When a mysterious virus struck Wuhan, China, at the end of last year, Shorelight leaders had a premonition that they’d soon need another way to connect international students with far-away colleges.

So they quickly combined a remote learning technology they’d previously developed, called Shorelight Live, with an on ground, first-year undergraduate program they already offered, called American Collegiate, and boom: American Collegiate Live was born.

“We were really lucky; we already had a technology solution and mindset of serving students in China over our technology,” says Chris Hoehn-Saric, general manager of Shorelight Live. “Let’s take this concept and make it a global, live-to-device opportunity to start at any of our universities.”

By April, the company and its university partners were pitching foreign students on the idea of starting their first semester from home.
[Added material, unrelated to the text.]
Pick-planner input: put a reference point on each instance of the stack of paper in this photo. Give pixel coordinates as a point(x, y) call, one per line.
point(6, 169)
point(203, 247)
Online college has traditionally been a tough sell overseas, but Shorelight hopes its program—plus extenuating pandemic circumstances, like the fact that the U.S. government has stopped processing visas—will convince aspiring international students to reconsider the option.

Through American Collegiate Live, students can earn between three and 17 credits backed by the University of Massachusetts at Boston, in exchange for between $10,000 and $14,000 in tuition. Classes are taught by the university’s professors using a synchronous delivery system at times convenient for students.

The early response has been promising. American Collegiate Live has started already, and Shorelight’s new student enrollments for summer 2020—which are all for remote courses—are up 30 percent over summer 2019, according to John B. Kissell, Shorelight’s vice president for communications. The company expects more than 2,000 students to participate this fall.